The obvious question is like, Would you use the same logic to employ--ok, this is nerddom so we're not allowed to say a Nazi but fuck it, my dad was Jewish--a very polite Nazi?
My honest-to-god read on The Escapist is they're so libertarian it's a 30-70 shot they'd say something like "Well so long as they weren't advocating violence and were putting out great content, why not?" Not because they hate Jews, but because they just believe that hard in the Marketplace of Ideas.
Or maybe they'd go "Well that's different."
And I'd go "How?"
And at that point, no matter what they say textually--it'd be a desperate cover for the fact that we'd just crossed beyond their experience. Because they never thought "Ok, what if we set up rules at our company to make ourselves money harmlessly and it doesn't work and makes the world genuinely worse for people during our lifetime and theirs and you could've stopped it and didn't because greed?" Their whole lives there has literally been no reason to ask a question like that, so it's never seriously occurred to them.

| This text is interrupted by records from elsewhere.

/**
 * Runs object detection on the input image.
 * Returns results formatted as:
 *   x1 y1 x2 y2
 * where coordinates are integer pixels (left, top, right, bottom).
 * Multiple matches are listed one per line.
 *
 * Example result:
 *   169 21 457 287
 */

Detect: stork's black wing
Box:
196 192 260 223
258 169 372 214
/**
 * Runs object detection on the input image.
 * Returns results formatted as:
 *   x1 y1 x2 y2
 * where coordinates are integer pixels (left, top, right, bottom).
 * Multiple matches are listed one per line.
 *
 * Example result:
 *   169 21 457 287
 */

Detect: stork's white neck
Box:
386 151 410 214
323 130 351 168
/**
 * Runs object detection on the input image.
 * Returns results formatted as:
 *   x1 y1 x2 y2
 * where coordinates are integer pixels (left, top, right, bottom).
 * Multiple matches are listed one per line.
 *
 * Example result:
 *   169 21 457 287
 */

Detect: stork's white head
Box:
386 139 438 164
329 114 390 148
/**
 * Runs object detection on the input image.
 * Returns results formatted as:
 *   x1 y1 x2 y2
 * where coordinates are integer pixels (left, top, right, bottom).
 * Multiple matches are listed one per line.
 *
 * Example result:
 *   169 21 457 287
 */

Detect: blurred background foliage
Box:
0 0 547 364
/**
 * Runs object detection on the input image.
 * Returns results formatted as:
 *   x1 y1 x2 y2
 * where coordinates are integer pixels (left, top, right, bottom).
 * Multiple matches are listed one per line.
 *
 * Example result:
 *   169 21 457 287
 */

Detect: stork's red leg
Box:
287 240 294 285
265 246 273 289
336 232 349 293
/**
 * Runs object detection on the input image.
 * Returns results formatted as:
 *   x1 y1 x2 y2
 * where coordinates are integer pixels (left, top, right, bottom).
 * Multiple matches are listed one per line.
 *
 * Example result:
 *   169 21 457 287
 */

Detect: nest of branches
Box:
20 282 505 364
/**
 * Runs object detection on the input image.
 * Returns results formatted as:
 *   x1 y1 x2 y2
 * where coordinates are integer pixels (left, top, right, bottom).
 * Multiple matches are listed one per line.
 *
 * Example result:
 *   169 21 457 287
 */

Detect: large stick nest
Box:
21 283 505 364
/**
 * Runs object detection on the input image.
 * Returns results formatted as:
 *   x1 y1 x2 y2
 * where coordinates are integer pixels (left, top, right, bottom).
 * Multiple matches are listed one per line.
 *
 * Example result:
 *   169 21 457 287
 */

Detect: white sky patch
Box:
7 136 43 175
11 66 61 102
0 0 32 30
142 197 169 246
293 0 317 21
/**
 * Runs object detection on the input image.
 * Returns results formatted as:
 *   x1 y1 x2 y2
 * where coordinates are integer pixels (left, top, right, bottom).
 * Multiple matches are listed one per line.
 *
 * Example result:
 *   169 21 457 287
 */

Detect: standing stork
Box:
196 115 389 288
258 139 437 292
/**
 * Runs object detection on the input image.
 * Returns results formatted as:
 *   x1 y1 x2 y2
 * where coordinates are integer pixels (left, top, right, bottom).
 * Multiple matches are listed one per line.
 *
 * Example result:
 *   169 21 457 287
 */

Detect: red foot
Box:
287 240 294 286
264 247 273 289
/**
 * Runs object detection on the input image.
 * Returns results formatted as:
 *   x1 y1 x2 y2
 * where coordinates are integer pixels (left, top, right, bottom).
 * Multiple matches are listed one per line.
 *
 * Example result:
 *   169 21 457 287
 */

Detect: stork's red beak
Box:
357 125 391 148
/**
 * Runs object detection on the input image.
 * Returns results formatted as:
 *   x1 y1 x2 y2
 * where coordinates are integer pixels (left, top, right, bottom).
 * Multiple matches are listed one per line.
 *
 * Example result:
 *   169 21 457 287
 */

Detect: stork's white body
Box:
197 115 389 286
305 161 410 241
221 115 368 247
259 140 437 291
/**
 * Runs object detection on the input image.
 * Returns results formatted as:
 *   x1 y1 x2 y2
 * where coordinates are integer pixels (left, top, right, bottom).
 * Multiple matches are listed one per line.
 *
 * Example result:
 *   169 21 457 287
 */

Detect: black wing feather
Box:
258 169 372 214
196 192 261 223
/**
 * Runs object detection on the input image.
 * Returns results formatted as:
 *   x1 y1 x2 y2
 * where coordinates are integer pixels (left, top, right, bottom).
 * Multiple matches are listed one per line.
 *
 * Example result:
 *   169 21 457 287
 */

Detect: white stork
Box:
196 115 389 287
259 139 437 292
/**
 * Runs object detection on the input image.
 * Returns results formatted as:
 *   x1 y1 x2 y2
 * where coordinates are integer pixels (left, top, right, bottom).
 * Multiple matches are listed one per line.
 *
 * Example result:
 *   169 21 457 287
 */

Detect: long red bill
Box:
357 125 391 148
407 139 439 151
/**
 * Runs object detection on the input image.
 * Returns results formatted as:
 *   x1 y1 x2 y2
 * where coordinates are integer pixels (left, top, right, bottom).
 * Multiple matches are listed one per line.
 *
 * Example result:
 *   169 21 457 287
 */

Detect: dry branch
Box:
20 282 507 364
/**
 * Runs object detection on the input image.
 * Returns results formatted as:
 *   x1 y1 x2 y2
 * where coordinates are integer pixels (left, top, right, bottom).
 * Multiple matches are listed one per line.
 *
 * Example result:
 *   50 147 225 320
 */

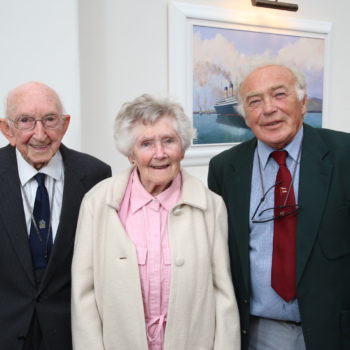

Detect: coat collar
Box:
106 167 208 211
0 145 35 285
297 125 334 282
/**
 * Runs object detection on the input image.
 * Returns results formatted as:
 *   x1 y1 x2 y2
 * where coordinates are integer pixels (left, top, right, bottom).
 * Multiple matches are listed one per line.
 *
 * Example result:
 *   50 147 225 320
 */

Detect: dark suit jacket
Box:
208 125 350 350
0 145 111 350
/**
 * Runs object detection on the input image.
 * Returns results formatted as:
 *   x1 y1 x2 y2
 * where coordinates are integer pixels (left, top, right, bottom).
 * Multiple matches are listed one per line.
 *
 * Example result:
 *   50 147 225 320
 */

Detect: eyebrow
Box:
245 84 287 101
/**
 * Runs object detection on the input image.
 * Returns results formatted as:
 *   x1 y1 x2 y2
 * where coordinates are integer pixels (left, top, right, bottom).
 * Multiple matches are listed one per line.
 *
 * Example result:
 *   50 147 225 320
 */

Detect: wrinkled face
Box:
129 116 184 195
240 65 306 149
2 85 70 169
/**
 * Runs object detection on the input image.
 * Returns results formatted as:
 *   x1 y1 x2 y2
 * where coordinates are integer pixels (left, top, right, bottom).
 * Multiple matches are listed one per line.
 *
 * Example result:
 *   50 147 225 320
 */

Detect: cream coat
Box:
72 170 240 350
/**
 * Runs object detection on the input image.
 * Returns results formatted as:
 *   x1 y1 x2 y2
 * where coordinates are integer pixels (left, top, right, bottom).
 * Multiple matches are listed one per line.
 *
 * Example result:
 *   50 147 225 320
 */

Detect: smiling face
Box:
129 116 184 196
240 65 306 149
1 83 70 169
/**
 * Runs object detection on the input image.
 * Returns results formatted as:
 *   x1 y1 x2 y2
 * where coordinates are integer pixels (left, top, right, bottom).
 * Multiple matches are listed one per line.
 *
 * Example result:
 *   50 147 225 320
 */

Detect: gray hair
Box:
236 61 307 118
4 81 65 119
113 94 196 157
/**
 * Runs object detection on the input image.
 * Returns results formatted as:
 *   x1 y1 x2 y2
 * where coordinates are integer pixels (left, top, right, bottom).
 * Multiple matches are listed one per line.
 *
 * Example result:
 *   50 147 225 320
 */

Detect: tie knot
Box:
34 173 45 186
271 151 288 165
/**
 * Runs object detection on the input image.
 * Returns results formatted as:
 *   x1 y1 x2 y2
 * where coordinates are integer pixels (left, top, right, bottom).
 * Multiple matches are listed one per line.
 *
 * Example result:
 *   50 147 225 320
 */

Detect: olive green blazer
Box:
208 125 350 350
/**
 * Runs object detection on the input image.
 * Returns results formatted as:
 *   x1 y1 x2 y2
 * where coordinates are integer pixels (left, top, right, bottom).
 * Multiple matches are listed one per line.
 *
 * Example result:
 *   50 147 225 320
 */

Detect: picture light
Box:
252 0 298 11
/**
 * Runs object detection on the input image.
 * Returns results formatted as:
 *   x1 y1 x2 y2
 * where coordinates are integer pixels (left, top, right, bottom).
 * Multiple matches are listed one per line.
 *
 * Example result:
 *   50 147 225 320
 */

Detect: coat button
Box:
175 258 185 266
173 208 182 216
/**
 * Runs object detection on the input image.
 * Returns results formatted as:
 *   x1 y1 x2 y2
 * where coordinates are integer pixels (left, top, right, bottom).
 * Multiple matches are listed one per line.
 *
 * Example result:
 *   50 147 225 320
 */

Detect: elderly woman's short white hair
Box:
114 94 195 157
236 60 307 117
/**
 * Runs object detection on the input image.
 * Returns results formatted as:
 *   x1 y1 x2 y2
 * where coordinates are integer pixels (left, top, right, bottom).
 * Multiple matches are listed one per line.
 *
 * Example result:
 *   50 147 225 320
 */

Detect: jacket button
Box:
175 258 185 266
173 208 182 216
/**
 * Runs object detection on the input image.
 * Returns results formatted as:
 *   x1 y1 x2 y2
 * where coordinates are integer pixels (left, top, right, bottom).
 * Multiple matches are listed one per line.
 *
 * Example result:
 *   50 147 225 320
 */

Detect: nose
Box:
154 142 166 159
264 96 276 114
34 120 46 140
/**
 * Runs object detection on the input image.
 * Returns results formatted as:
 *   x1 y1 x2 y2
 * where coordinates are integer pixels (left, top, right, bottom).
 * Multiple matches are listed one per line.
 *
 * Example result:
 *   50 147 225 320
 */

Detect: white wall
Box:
79 0 350 182
0 0 350 182
0 0 81 149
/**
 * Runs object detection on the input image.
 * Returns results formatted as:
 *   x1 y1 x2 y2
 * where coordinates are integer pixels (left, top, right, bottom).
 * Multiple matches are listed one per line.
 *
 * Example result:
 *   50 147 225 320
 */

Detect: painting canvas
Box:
192 25 325 145
168 1 332 165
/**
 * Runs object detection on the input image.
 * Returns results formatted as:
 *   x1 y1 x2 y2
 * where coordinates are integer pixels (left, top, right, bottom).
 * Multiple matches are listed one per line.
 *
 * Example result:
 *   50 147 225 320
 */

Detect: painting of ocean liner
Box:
192 25 325 145
214 82 248 129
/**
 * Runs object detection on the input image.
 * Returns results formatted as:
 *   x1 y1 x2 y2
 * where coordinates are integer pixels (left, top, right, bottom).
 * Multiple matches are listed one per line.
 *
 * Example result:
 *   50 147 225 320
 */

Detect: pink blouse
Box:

Just like when you ask people how any 140-character life rule they just made up for themselves breaks down.
I'd like to pretend this is just The Escapist, or just libertarians, but it's really really not. It's a pattern you see over and over with people online when push comes to shove.
Most people don't actually have very clear rules about when to take action or what the words they're throwing around mean. They just have loyalties. That's why you can go "Brandon Morse is a bigot and so is that guy Ettin" and the same people will be like "Yeah Brandon Morse is a dick" and "Calling out Ettin in public like that for something he said months ago? Not cool, dude! You don't go starting drama like that."
Not unless it's, like, important.
What counts as important?
I'm not here to debate you.
(Why do people feel ok about saying that? Just so you know: I am always here to debate you. Ask me whatever.)
But if you're on the internet to announce ideas instead of talk about them, you end up basically using those ideas as a kind of faceless fuel to gather steam for a much larger enterprise and one with more certain rewards: fighting on behalf of them. Tactics, strategy, a clear foe.
And the impression I get is that even if they don't agree with Morse, they like that he's offensive about something even they don't approve of because it somehow in some weird realm proves the macho robustness of their libertarian ethic.
I think the level of Nope Not Gonna Think About It dismissiveness here is hard to wrap your head around if you don't share the mindset. Morse's take on trans issues has been consigned to a certain bin of Less Relevant and there it will stay.
Brandon Morse says something transphobic--4 people retweet it and 11 people favorite it--and that hugging fuels Brandon to say the next thing. And the next thing. That is The Job. That stuff beneath where people, like, question the ideas? Addressing that is not the proper work of Brandon Morse. Or the Escapist or anyone else who ever used the "I was just giving my opinion on my blog jeez isn't this a free country any more?" excuse. You are here to advertise ideas, not use them.
And Brandon makes money somehow, I guess, so it's ok--the same reason RPGnet won't just get rid of the ad server that keeps sending them sexist ads. Dudes Need To Make Money.
Long ago someone at the Escapist decided that We Hire Whoever So Long As It Makes Us Bank--and, moreover, they decided that decision wasn't a secret, cowardly compromise, it was What They Believed and they were proud of it. So, cool--now they have something to Fight For. And the rest is just tactics.
p.s.
If anybody at The Escapist has a problem with what I just wrote:
Hey kids, buy my new D&D book! It's the fastest-selling and best-reviewed indie RPG book of the season!
...if I follow your logic, if I make even a dollar today, everything I wrote up there was totally justified. Because, like, money's the most important thing, right?